Jean-Henri Riesener, one of the eighteenth century’s finest French cabinetmakers, was appointed ébeniste du roi (cabinetmaker to the king) in 1774, the year Louis XVI and Marie-Antoinette ascended to the throne. During the next ten years, Riesener made numerous pieces of furniture for the royal family, including the queen, who seems to have particularly appreciated the cabinetmaker’s imaginative designs and beautifully crafted furniture. Riesener lost his title in 1784 due to administrative changes in the Garde-Meuble Royal, the organization responsible for furnishing the royal residences, but continued to work for Marie-Antoinette. In the early 1780s, he delivered this commode and matching secretaire (1915.5.75) for one of the many residences she was refurnishing, possibly the Château de Saint-Cloud, west of Paris. Several years later, Riesener reworked these two pieces for her new apartment at the Tuileries, where the royal family was forced to reside after the revolution began in 1789. This required reducing their scale to better suit the humbled queen’s new abode. Riesener’s creative solution was to shorten each piece, change the feet, apply simpler mounts, and add a new marquetry panel on the center of each piece. He was no doubt pleased with the elegant results as he took the unusual step of signing and dating the new marquetry panels.

Source: Vignon, Charlotte. The Frick Collection Decorative Arts Handbook. New York: The Frick Collection/Scala, 2015.

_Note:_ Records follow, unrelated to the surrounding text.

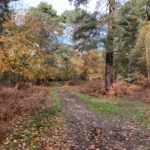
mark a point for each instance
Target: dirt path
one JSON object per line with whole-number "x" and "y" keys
{"x": 91, "y": 131}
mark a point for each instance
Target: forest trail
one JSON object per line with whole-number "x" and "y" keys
{"x": 91, "y": 131}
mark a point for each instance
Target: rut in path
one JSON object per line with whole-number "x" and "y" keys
{"x": 92, "y": 131}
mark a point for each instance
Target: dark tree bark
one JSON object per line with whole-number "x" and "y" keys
{"x": 109, "y": 47}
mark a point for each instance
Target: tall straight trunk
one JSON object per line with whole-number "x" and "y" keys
{"x": 109, "y": 54}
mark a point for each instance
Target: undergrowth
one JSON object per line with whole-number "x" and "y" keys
{"x": 120, "y": 108}
{"x": 37, "y": 131}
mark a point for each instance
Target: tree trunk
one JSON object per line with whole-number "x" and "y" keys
{"x": 109, "y": 46}
{"x": 109, "y": 70}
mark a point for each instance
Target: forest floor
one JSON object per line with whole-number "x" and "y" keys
{"x": 74, "y": 121}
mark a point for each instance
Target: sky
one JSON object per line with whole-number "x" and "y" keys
{"x": 59, "y": 5}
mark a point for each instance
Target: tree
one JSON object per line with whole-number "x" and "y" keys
{"x": 49, "y": 27}
{"x": 128, "y": 20}
{"x": 109, "y": 41}
{"x": 83, "y": 27}
{"x": 109, "y": 47}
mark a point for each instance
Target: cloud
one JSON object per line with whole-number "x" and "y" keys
{"x": 59, "y": 5}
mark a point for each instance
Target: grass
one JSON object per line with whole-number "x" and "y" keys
{"x": 121, "y": 108}
{"x": 44, "y": 124}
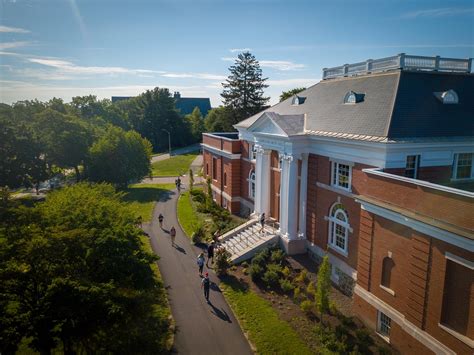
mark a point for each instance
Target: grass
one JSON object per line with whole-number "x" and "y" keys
{"x": 187, "y": 217}
{"x": 177, "y": 165}
{"x": 141, "y": 198}
{"x": 260, "y": 321}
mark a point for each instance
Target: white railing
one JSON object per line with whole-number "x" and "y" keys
{"x": 400, "y": 61}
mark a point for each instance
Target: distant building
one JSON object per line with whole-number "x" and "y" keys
{"x": 185, "y": 105}
{"x": 373, "y": 166}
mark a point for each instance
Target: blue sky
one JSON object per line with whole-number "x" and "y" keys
{"x": 64, "y": 48}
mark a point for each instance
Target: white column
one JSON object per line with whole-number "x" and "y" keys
{"x": 289, "y": 197}
{"x": 303, "y": 195}
{"x": 262, "y": 181}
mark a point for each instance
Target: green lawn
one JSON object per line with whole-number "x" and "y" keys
{"x": 141, "y": 198}
{"x": 187, "y": 217}
{"x": 259, "y": 320}
{"x": 177, "y": 165}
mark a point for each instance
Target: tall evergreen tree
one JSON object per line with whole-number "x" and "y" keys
{"x": 243, "y": 89}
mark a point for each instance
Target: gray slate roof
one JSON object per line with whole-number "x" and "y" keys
{"x": 396, "y": 104}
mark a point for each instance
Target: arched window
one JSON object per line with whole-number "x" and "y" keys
{"x": 450, "y": 97}
{"x": 252, "y": 184}
{"x": 339, "y": 228}
{"x": 387, "y": 267}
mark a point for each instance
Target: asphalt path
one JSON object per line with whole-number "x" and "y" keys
{"x": 201, "y": 328}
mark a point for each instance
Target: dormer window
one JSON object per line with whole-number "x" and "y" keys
{"x": 297, "y": 100}
{"x": 447, "y": 97}
{"x": 353, "y": 98}
{"x": 450, "y": 97}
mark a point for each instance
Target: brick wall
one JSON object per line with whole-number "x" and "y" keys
{"x": 417, "y": 279}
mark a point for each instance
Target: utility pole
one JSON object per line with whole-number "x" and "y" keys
{"x": 169, "y": 140}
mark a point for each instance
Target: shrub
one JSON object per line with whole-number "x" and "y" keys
{"x": 222, "y": 262}
{"x": 277, "y": 256}
{"x": 272, "y": 275}
{"x": 286, "y": 285}
{"x": 302, "y": 276}
{"x": 256, "y": 272}
{"x": 307, "y": 306}
{"x": 311, "y": 290}
{"x": 286, "y": 271}
{"x": 198, "y": 235}
{"x": 363, "y": 337}
{"x": 297, "y": 293}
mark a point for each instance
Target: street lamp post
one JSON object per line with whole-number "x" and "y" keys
{"x": 169, "y": 140}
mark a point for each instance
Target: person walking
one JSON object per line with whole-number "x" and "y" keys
{"x": 173, "y": 235}
{"x": 210, "y": 253}
{"x": 206, "y": 285}
{"x": 262, "y": 222}
{"x": 200, "y": 263}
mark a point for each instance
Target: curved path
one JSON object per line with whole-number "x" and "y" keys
{"x": 201, "y": 328}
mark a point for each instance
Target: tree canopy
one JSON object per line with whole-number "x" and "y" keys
{"x": 244, "y": 88}
{"x": 287, "y": 94}
{"x": 119, "y": 157}
{"x": 74, "y": 275}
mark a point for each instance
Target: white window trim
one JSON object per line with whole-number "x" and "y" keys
{"x": 250, "y": 184}
{"x": 336, "y": 184}
{"x": 417, "y": 163}
{"x": 332, "y": 238}
{"x": 379, "y": 323}
{"x": 455, "y": 167}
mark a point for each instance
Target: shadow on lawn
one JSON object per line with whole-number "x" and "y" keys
{"x": 147, "y": 194}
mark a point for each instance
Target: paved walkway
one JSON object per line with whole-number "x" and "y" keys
{"x": 184, "y": 150}
{"x": 201, "y": 328}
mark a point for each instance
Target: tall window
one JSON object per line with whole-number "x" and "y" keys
{"x": 341, "y": 175}
{"x": 252, "y": 151}
{"x": 383, "y": 324}
{"x": 214, "y": 168}
{"x": 412, "y": 165}
{"x": 462, "y": 166}
{"x": 339, "y": 228}
{"x": 387, "y": 267}
{"x": 457, "y": 297}
{"x": 252, "y": 184}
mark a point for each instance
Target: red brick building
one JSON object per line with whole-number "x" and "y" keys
{"x": 372, "y": 166}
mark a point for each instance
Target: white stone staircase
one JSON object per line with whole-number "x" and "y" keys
{"x": 244, "y": 241}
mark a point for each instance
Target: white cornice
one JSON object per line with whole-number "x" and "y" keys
{"x": 220, "y": 152}
{"x": 419, "y": 182}
{"x": 426, "y": 339}
{"x": 419, "y": 226}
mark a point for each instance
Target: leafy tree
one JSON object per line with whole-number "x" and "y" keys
{"x": 22, "y": 162}
{"x": 196, "y": 123}
{"x": 66, "y": 139}
{"x": 287, "y": 94}
{"x": 119, "y": 157}
{"x": 73, "y": 272}
{"x": 157, "y": 112}
{"x": 221, "y": 119}
{"x": 323, "y": 287}
{"x": 243, "y": 89}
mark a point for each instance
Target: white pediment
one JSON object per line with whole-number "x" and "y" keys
{"x": 265, "y": 124}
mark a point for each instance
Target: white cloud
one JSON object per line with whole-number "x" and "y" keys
{"x": 235, "y": 50}
{"x": 71, "y": 68}
{"x": 282, "y": 65}
{"x": 439, "y": 12}
{"x": 16, "y": 44}
{"x": 6, "y": 29}
{"x": 205, "y": 76}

Marie-Antoinette. William Beckford (?). Tenth through twelfth Dukes of Hamilton. Hamilton Palace sale, Christie’s, London, June 17–July 20, 1882, the commode (Lot 302) sold to the Paris dealer H. Stettiner, from whom it passed to the Marquês da Foz, Lisbon, and the secrétaire (Lot 301) sold to the London dealer William Boore, from whom it passed to Guthrie of London. Duveen. Both pieces acquired by J. Pierpont Morgan, London and New York, in 1899. Duveen. Frick, 1915.